Le Point

Qui est Sally Rooney, 30 ans, nouvelle reine des lettres irlandaise­s, qui a déjà vendu plus d’un million d’exemplaire­s de son nouveau livre, « Normal People » ?

- PAR VICTORIA GAIRIN

C’est ce qu’on appelle un phénomène. Alors que Normal People, vendu à plus d’un million d’exemplaire­s à travers le monde, lauréat du British Book Award, nommé au prestigieu­x Man Booker Prize, cité parmi la fameuse sélection des best-sellers du New York Times, paraît aujourd’hui en France, popularisé par son adaptation en série (sous le même titre), son autrice, Sally Rooney, est, elle, promue au rang de « première grande romancière milléniale », souvent qualifiée par la presse anglo-saxonne de « Jane Austen du précariat » ou de « J. D. Salinger de la génération Snapchat »… Rien que ça !

À seulement 30 ans, la jeune Irlandaise, repérée par les éditeurs pendant ses études en littératur­e américaine au Trinity College de Dublin, est déjà l’autrice de deux best-sellers, dont les couverture­s acidulées trônent fièrement l’une à côté de l’autre dans les librairies. Comme au temps de Harry Potter, certaines enseignes en Angleterre ont même été contrainte­s d’afficher que le livre était enfin de retour dans les rayons après une rupture de stock. Les éditeurs se battent pour l’éditer, les lecteurs se l’arrachent : peu commun pour une jeune diplômée qui pourtant ne clame qu’une seule chose, sa normalité. Poursuivan­t le minutieux travail de cartograph­ie des relations amoureuses entamé avec Conversati­ons entre amis (2019), Sally Rooney transforme l’essai avec Normal People, grande épopée sentimenta­le des années 2010. On y suit, mois après mois, pendant quatre ans, la love story en dents de scie d’un jeune couple irlandais, des années lycée aux couloirs de la fac. Connell est pauvre, beau, populaire; Marianne, elle, est riche, mais seule, maltraitée par sa famille comme par ses camarades de lycée. Un rapport de domination invisible s’installe entre les amants, qui ne va cesser d’osciller, de s’inverser. En formidable conteuse, Sally Rooney redessine à sa façon la carte de Tendre post-#MeToo, étudiant avec finesse et acuité l’impact de notre société sur les relations amoureuses : les failles de la masculinit­é, les attentes d’une société patriarcal­e fissurée, la complexité de la sexualité, la difficulté d’être soi, conscient de ses fragilités, et d’évoluer en couple…
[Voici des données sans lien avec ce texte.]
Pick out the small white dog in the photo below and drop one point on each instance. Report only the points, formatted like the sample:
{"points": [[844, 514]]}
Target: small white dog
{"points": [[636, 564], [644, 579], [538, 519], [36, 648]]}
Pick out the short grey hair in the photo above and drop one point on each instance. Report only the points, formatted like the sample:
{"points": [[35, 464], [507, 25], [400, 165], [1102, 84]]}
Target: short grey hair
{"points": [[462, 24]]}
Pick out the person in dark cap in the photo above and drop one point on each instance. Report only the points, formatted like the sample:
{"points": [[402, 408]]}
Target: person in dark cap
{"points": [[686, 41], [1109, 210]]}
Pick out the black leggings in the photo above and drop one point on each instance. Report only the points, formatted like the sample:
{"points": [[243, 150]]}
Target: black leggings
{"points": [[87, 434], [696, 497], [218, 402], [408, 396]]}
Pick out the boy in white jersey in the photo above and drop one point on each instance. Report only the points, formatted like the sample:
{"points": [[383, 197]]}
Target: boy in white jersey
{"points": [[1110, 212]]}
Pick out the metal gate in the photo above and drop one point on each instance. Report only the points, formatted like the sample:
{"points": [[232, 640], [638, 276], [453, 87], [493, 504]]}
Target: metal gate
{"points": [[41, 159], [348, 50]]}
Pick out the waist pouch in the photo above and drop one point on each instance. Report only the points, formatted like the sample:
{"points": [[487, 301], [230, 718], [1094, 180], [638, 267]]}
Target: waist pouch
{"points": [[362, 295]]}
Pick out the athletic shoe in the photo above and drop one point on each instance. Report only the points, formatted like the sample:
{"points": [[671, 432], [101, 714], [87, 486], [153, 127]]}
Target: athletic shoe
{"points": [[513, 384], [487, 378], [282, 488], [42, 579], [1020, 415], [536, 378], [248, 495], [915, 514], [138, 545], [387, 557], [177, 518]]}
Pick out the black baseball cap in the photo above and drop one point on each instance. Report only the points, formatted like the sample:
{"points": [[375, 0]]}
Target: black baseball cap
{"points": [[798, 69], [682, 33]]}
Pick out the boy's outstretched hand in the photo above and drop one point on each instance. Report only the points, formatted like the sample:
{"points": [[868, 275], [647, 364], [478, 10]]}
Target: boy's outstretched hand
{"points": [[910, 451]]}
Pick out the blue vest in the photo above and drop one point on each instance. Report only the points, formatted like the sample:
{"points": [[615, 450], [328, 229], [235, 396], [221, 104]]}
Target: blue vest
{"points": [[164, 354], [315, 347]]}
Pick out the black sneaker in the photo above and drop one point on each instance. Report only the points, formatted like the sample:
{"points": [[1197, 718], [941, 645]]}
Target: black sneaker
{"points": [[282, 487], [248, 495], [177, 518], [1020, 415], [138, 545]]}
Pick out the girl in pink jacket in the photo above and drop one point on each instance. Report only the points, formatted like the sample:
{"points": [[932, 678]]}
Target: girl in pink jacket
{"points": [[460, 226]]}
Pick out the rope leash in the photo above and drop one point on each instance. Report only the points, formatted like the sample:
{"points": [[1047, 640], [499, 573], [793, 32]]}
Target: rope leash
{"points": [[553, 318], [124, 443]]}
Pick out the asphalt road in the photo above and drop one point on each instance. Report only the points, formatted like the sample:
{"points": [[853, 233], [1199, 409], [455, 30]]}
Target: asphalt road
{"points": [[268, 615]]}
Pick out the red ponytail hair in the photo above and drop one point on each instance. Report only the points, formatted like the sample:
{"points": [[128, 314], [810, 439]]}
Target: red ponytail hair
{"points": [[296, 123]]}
Nouveau langage. Non, les SMS, Snapchat et les e-mails n’ont pas tué les histoires d’amour. C’est même tout le contraire, soutient Rooney, battant en brèche les idées reçues sur sa génération. « Internet nous a fourni un nouveau langage et a véritablem­ent ancré l’écrit dans nos vies, confiait-elle il y a quelques mois aux médias anglais. Or le fait que les relations évoluent à nouveau majoritair­ement à l’écrit, pour un écrivain, c’est un formidable terrain de jeu. » La sortie du livre était d’autant plus attendue qu’elle fait suite à la diffusion, sur la plateforme Starzplay et plus récemment sur MyCanal, d’une adaptation télévisée particuliè­rement réussie, produite par la BBC et en partie scénarisée par l’autrice, avec les débutants – mais excellents – Daisy EdgarJones et Paul Mescal. Récemment annoncée par BBC Three, la transposit­ion sur petit écran de Conversati­ons entre amis devrait se faire, quant à elle, sans la romancière, déjà très occupée par la parution de son troisième opus, prévue en septembre prochain outre-Manche et outre-Atlantique. Beautiful World, Where Are You, peut-on lire sur le site de Faber & Faber, raconte la vie de quatre amis dans le Dublin d’aujourd’hui, traversés par la crainte de l’effondreme­nt. Surtout, ne pas se fier à la banalité apparente du propos : les milléniaux sont d’ores et déjà dans les starting-blocks

Normal People, de Sally Rooney, traduit de l’anglais (Irlande) par Stéphane Roques (Éditions de l’Olivier, 320 p., 22 €).

Fnac/Le Point du 26 au 29 avril 2021 (17e semaine)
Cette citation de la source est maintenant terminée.